Daj mi młotek, a zmienię świat
Tools for Solidarity
Belfast | Irlandia Północna
Siedziba organizacji Tools for Solidarity jest ogromna. Składają się na nią kuchnia, biuro, wielki magazyn, warsztat i niekończące się zakamarki, wszystko przykryte wszelkiego rodzaju narzędziami. Narzędzia pochodzą od osób prywatnych, organizacji takich jak Tool Library, firm budowlanych, wszystkie niechciane, wiele zepsutych. Dzień przed naszym spotkaniem zebrali 700 narzędzi.
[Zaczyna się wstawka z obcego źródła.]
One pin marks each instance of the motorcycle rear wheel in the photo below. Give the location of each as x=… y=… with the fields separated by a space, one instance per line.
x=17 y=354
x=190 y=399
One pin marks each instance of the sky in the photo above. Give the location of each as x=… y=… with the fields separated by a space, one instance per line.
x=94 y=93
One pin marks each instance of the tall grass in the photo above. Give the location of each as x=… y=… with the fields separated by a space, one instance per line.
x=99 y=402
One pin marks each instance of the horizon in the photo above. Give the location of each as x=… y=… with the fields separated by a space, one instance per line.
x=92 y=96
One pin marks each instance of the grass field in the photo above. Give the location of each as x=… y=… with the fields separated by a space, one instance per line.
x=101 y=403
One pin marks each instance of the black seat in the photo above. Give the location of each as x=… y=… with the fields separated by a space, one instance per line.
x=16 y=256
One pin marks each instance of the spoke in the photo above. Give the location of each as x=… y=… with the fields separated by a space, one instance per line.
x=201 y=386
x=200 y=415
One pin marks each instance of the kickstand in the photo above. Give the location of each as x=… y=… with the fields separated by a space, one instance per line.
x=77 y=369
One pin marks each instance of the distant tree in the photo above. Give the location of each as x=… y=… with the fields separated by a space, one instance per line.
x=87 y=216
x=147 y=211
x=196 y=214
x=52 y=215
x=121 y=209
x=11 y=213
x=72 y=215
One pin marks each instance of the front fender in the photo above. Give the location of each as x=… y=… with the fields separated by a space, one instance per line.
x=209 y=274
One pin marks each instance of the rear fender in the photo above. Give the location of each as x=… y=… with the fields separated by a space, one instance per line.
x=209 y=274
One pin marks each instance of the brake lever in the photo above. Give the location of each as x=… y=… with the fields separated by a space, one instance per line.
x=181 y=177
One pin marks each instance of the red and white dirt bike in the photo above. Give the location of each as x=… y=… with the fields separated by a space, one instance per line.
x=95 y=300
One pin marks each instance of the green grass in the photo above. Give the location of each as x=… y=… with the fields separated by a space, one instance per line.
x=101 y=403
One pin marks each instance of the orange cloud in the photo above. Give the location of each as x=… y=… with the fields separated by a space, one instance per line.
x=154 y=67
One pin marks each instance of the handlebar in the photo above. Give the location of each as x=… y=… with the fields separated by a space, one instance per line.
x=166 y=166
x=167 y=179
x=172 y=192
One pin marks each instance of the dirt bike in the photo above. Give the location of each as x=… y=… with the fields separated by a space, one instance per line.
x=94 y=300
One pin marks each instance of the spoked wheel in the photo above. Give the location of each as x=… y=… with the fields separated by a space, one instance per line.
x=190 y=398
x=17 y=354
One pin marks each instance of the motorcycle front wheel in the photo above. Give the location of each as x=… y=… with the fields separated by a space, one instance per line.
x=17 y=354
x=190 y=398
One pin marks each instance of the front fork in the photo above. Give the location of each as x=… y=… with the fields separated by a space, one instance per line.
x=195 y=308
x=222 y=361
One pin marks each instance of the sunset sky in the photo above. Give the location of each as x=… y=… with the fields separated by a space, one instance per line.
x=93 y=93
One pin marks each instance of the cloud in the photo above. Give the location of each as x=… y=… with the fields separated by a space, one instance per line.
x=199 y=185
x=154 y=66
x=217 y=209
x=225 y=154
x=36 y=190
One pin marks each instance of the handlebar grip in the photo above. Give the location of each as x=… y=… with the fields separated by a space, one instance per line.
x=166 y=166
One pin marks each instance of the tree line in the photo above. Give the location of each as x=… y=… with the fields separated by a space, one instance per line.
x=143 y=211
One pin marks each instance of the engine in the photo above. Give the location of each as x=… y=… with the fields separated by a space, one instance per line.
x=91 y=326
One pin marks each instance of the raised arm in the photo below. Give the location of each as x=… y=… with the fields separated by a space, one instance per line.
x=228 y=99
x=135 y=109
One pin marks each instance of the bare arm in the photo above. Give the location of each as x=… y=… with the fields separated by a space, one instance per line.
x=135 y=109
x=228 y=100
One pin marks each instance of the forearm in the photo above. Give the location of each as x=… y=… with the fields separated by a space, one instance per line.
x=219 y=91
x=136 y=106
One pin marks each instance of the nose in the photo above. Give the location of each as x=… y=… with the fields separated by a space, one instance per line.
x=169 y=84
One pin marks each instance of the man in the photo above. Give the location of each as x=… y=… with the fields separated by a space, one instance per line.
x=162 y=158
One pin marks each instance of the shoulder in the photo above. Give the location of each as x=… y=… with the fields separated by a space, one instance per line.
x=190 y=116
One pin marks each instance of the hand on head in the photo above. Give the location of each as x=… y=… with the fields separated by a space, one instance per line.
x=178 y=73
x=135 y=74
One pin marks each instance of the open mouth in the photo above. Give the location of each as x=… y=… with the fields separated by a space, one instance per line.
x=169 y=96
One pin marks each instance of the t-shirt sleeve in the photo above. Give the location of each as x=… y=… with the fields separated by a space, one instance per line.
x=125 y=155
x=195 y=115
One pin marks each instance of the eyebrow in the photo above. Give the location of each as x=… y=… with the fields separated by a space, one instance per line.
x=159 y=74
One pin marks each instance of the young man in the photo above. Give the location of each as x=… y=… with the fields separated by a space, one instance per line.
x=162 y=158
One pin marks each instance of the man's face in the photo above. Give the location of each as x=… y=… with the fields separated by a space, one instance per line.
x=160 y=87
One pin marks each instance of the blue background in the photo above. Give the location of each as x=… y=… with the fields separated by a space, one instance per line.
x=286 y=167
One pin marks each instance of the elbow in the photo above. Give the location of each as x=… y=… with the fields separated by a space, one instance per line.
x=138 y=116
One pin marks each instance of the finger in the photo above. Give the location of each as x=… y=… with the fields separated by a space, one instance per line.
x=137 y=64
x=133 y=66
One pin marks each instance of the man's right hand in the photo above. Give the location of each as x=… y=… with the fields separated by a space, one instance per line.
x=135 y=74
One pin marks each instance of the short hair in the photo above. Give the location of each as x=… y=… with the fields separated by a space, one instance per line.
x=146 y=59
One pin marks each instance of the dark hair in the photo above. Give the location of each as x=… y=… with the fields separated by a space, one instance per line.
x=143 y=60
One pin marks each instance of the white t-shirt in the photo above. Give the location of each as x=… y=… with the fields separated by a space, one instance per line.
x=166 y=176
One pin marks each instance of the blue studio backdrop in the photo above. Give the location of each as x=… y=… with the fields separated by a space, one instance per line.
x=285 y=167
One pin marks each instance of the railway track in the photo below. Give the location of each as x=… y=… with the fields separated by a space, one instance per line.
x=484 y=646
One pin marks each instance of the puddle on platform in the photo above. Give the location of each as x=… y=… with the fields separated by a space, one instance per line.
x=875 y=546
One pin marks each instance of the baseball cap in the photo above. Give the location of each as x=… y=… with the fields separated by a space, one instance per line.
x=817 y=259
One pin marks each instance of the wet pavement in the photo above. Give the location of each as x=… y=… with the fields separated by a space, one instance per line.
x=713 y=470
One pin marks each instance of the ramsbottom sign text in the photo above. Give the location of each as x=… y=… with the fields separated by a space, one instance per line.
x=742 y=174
Tutaj dostaną one drugie życie – po sprawdzeniu i naprawie trafią do rąk osób, które potrzebują ich bardziej niż Ci, którzy zdecydowali się na nowy zakup. Niektóre narzędzia trafią do lokalnych uchodźców i uchodźczyń lub ogrodów społecznych, większość zostanie wysłana za granicę, do Tanzanii, Ugandy, Malawi, gdzie zestaw narzędzi lub maszyna do szycia może zmienić czyjeś życie, dosłownie, dając możliwość stabilnej pracy i utrzymania. Aby tak się stało, trzeba jednak spełnić kilka warunków. Przede wszystkim Tools for Solidarity nigdy nie wysyła rzeczy do miejsc, gdzie dostępne są dobrej jakości narzędzia – nie chcą niszczyć lokalnego rynku, jeśli taki działa. Po drugie, wysyłają tylko do organizacji, które wiedzą, jak naprawiać i dbać o narzędzia. W razie potrzeby sami jeżdżą, szkolą lokalnych pracowników i pracownice, uczą ich naprawy i konserwacji maszyn do szycia czy innych narzędzi, aby służyły miejscowej społeczności przez lata. Maszyny do szycia i inne narzędzia są przekazywane mieszkańcom i mieszkankom po ukończeniu przez nich szkoleń w zakresie konserwacji i dbania o sprzęty, ale też biznesu czy sprzedaży. Prowadzeniem szkoleń i dystrybucją maszyn zajmuje się lokalna organizacja, a wpływy z tego rodzaju działań pozwalają jej zachować finansową stabilność i niezależność.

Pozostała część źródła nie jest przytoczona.